Mendoza finished with a Game Score of 68. That’s tied with almost every Felipe Paulino start this season for sixth best this season. (Seriously, Paulino has made three starts with a Game Score of 68. He’s awesome. He’s also hurt.) Here’s the top starts by Game Score:

It was a great start from Mendoza. It’s one off his best Game Score ever. Set back in 2008 when he was pitching for the Rangers and struck out eight in six innings. You won’t be surprised to learn that those eight strikeouts are the most he’s ever had in a start.

What may be surprising to you is that Mendoza’s four strikeouts on Tuesday, was tied for second most in a start in his career. Hey, he’s made just 22 starts, but still… Wow.

(By the way, according to Game Score, Greinke had the better start. It was 69-68. Because Greinke strikes batters out.)

So we basically saw the best that Mendoza had to give.
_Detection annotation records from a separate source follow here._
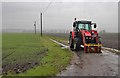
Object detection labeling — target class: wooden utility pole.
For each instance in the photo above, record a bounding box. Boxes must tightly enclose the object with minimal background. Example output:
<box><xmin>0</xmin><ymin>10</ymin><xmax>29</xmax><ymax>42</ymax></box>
<box><xmin>34</xmin><ymin>21</ymin><xmax>36</xmax><ymax>34</ymax></box>
<box><xmin>40</xmin><ymin>13</ymin><xmax>42</xmax><ymax>37</ymax></box>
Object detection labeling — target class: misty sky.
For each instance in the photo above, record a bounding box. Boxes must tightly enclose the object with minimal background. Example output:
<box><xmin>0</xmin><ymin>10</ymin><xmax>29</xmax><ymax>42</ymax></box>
<box><xmin>2</xmin><ymin>1</ymin><xmax>118</xmax><ymax>32</ymax></box>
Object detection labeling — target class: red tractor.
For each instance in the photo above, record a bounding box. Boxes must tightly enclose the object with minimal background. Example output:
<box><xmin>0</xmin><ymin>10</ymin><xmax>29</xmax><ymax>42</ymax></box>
<box><xmin>69</xmin><ymin>18</ymin><xmax>102</xmax><ymax>53</ymax></box>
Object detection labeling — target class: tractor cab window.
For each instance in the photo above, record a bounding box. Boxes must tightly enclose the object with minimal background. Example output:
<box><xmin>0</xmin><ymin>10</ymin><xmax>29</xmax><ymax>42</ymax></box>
<box><xmin>78</xmin><ymin>23</ymin><xmax>91</xmax><ymax>31</ymax></box>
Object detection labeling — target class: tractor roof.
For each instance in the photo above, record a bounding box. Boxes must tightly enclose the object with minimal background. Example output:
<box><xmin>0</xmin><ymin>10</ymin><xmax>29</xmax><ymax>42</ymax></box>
<box><xmin>76</xmin><ymin>20</ymin><xmax>91</xmax><ymax>24</ymax></box>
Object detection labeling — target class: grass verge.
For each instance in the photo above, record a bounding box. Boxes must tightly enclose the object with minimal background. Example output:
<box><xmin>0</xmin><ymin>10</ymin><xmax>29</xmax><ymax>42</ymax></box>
<box><xmin>3</xmin><ymin>34</ymin><xmax>72</xmax><ymax>76</ymax></box>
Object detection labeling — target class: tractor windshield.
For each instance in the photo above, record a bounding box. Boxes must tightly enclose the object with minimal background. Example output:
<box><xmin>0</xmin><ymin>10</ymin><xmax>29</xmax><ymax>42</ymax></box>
<box><xmin>78</xmin><ymin>23</ymin><xmax>91</xmax><ymax>31</ymax></box>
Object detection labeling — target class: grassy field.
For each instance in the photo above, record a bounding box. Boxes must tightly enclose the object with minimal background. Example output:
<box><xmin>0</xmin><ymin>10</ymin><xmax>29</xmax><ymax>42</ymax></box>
<box><xmin>2</xmin><ymin>33</ymin><xmax>72</xmax><ymax>76</ymax></box>
<box><xmin>47</xmin><ymin>33</ymin><xmax>120</xmax><ymax>49</ymax></box>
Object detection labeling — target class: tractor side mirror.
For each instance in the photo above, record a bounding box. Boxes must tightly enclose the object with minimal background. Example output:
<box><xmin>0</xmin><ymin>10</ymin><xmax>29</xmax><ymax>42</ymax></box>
<box><xmin>94</xmin><ymin>24</ymin><xmax>97</xmax><ymax>28</ymax></box>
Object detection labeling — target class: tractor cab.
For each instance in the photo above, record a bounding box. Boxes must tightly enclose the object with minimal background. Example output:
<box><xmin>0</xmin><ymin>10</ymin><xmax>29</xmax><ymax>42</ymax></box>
<box><xmin>69</xmin><ymin>19</ymin><xmax>102</xmax><ymax>52</ymax></box>
<box><xmin>73</xmin><ymin>21</ymin><xmax>96</xmax><ymax>31</ymax></box>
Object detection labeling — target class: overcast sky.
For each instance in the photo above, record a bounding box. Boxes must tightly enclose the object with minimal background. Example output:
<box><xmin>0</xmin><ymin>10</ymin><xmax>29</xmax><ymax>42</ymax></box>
<box><xmin>2</xmin><ymin>0</ymin><xmax>118</xmax><ymax>32</ymax></box>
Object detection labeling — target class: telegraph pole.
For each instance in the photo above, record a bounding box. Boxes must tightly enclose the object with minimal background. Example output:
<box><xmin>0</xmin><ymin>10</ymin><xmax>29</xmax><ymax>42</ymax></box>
<box><xmin>40</xmin><ymin>13</ymin><xmax>42</xmax><ymax>37</ymax></box>
<box><xmin>34</xmin><ymin>21</ymin><xmax>36</xmax><ymax>34</ymax></box>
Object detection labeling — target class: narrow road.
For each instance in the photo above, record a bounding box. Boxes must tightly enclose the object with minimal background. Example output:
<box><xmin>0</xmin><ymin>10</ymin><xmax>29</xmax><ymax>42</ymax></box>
<box><xmin>50</xmin><ymin>39</ymin><xmax>119</xmax><ymax>76</ymax></box>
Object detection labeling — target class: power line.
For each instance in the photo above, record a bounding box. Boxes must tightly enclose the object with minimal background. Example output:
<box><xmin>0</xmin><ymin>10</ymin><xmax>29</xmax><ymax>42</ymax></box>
<box><xmin>43</xmin><ymin>0</ymin><xmax>53</xmax><ymax>13</ymax></box>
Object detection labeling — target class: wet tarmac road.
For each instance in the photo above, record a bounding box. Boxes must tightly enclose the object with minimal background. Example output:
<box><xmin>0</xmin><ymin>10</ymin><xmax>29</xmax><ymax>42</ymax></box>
<box><xmin>52</xmin><ymin>40</ymin><xmax>118</xmax><ymax>76</ymax></box>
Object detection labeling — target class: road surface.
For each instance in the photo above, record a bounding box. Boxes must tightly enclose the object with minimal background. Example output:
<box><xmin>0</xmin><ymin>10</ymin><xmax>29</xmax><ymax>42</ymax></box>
<box><xmin>50</xmin><ymin>39</ymin><xmax>119</xmax><ymax>76</ymax></box>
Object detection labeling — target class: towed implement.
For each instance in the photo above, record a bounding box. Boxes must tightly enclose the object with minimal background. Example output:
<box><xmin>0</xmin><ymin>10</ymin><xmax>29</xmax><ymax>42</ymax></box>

Not bad, really. His two seam fastball was really diving on both sides of the plate. He recorded six ground outs to go along with his four whiffs. Perhaps more key was the fact he got three pop-ups. Maybe the Brewers were thinking a dropping two-seamer was on the way and they got under a four-seamer. Whatever, Mendoza’s pitches were working. And working quite well.

These kind of starts are always welcome.

— Yes, you have to include the obligatory, “Greinke doesn’t get any run support at The K, no matter what uniform he’s wearing.”

— If you’re looking for an alternate player of the game, you’d have to give the nod to Alex Gordon.

I mean, how sweet was it for him to lead off the game for the Royals with a bomb? And then the throw to gun down Braun to keep the 1-0 lead? That’s the guy I remember from last year.

In our daily installment of “Fun With Arbitrary Endpoints,” I note that since Yosty stopped shuffling Gordon around and let him be in the leadoff spot, he’s hitting .306/.424/.429 with six doubles, three home runs and nine walks against nine strikeouts. Too damn bad Yosty freaked on Gordon after his slow start. His overall numbers would be a little better than where we are now. Just a suspicion I have.

— On BUNTS… Yosty attempted two sacrifices on Tuesday. The first one was in the fifth inning following a Moose leadoff double. With The Shortstop Jesus at the plate, he bunted foul. Now, long time readers know, this play drives me insane. You have a runner at second with no outs and you give up an out to get him to third. Moving that runner doesn’t appreciably add to your run expectancy enough to justify giving away the out.

Escobar lined out on the next pitch on a bullet up the middle that Greinke speared. Good work, good effort as they say in Miami.

Naturally, the next batter, Jarrod Dyson flies out to center. That would have scored Moustakas. Although I think there’s no way Greinke puts that pitch in a spot where Dyson can get it in the air. You may disagree, though.

Then in the eighth, Gordon doubles to leadoff and Getz moves him to third. That free out was rendered useless by the Billy Butler single up the middle that would have scored Gordon from second.

I hear all the damn time that Getz “plays the game right” and “does all the little things.” Fine. If he’s so hot, why can’t he take a full swing and put the ball on the right side? It could ultimately end with the same result – an out and an advanced runner – but at least in that case there’s the possibility that something like a base hit could happen. Again, moving the runner to third while surrendering one of your final six outs just isn’t a smart percentage play. And it didn’t work because Gordon would have scored anyway.

Oh, one last thing. From Fangraphs, the Royals Win Expectancy before the Getz bunt? 74 percent. The Royals Win Expectancy following the Getz bunt? 74 percent.

Exactly.

— The Jonathan Broxton Highwire Thrill Ride is kinda starting to piss me off. Single, strikeout, single, strikeout and a fielder’s choice. Never mind the cheap hits. Never mind the first pitch balls. It’s the pace that is just maddening. Pitch the ball, Jonathan.

According to the PITCH f/x data at Fangraphs, Broxton is the third slowest reliever in the game this year.

Must be something about having a first name that starts with a “J.”

Anyway, I’m with Denny Mathews when it comes to the pace of the game. I don’t mind the overall three hour contest. It’s the pitchers that just bring the game to an absolute halt that drive me nuts. Whatever. It’s a pet peeve of mine. I’ll live.

But it makes me dislike Broxton even more.

— Great win. Greinke got me nostalgic and A1 snapped me back to the present, while Broxton made me want to fire up my flux capacitor and look at the future where he’s closing games for another team.

From what I understand, there were some great Greinke quotes following the game. I’m sure we’ll have fun with those tomorrow.